Schbath et al.  also focused on evaluating the sensitivity of the sequencing tools. They evaluated if a tool correctly reports a read as a unique or not. In addition, for non-unique reads, they evaluated if a tool detects all of the mapping locations. However, in their work, like many previous studies, the tools were used with default options, and they tested the tools with a very small read length of 40 bps. Additionally, the error model they used did not include indels and allowed only 3 mismatches.

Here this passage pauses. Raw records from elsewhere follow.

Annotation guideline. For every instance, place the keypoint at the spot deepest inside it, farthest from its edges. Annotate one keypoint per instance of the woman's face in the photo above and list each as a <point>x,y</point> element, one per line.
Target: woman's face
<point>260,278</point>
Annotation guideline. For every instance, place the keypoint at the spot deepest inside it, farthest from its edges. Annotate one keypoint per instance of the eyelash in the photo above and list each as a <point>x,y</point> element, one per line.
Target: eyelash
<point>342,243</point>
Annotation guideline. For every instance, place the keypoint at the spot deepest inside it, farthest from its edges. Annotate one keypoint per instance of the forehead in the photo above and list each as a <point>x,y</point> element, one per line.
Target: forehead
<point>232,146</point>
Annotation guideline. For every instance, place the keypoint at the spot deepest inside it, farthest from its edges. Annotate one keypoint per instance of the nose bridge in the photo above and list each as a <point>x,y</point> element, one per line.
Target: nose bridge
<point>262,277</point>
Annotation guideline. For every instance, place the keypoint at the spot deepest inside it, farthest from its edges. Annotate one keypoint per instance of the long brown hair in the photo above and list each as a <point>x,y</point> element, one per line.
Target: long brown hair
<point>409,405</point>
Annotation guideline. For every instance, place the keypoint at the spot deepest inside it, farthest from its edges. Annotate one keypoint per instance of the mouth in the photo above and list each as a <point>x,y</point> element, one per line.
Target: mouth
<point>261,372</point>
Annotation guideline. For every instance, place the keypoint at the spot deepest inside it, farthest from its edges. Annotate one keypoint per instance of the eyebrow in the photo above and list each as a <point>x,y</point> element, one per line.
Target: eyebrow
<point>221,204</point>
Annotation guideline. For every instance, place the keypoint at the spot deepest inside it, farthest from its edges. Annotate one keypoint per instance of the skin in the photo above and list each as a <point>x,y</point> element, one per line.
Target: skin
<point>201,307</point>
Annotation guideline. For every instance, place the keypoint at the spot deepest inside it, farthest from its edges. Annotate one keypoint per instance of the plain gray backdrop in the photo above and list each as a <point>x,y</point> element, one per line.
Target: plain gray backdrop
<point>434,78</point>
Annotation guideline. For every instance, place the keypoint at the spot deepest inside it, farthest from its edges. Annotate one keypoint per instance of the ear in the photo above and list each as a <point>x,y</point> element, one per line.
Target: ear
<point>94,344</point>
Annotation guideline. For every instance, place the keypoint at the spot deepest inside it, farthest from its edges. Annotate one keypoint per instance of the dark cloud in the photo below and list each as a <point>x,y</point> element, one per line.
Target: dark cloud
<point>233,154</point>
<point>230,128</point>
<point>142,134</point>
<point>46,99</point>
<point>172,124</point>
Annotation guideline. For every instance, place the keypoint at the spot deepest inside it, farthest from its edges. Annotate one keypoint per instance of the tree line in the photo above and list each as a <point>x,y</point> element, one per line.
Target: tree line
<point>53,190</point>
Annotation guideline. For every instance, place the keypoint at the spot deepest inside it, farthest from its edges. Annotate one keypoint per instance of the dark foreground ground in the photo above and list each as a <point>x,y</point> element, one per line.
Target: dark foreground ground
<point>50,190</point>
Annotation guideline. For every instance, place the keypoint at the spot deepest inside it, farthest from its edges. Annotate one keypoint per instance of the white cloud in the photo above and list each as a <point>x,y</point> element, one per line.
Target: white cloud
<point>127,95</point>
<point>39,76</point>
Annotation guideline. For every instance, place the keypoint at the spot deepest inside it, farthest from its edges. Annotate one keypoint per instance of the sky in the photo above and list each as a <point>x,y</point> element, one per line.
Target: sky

Even though many studies have been published for evaluating short sequence mapping tools, the problem is still open and further perspectives were not tackled in the current studies. For instance, the above studies did not consider the effect of changing the default options and using the same options across the tools. In addition, some of the studies used small data sets (e.g., 10,00 and 500,000 reads) while using small reference genomes (e.g., 169Mbps and 500Mbps) [31, 32]. Furthermore, they did not take the effect of input properties and algorithmic features into account. Here, input properties refer to the type of the reference genome and the properties of the reads including their length and source. Algorithmic features, on the other hand, pertain to the features provided by the mapping tool regarding its performance and utility. Therefore, there is still a need for a quantitative evaluation method to systematically compare mapping tools in multiple aspects. In this paper, we address this problem and present two different sets of experiments to evaluate and understand the strengths and weaknesses of each tool. The first set includes the benchmarking suite, consisting of tests that cover a variety of input properties and algorithmic features. These tests are applied on real RNA-Seq data and genomic resequencing synthetic data to verify the effectiveness of the benchmarking tests. The real data set consists of 1 million reads while the synthetic data sets consist of 1 million reads and 16 million reads. Additionally, we have used multiple genomes with sizes varying from 0.1 Gbps to 3.1 Gbps. The second set includes a use case experiment, namely, SNP calling, to understand the effects of mapping techniques on a real application.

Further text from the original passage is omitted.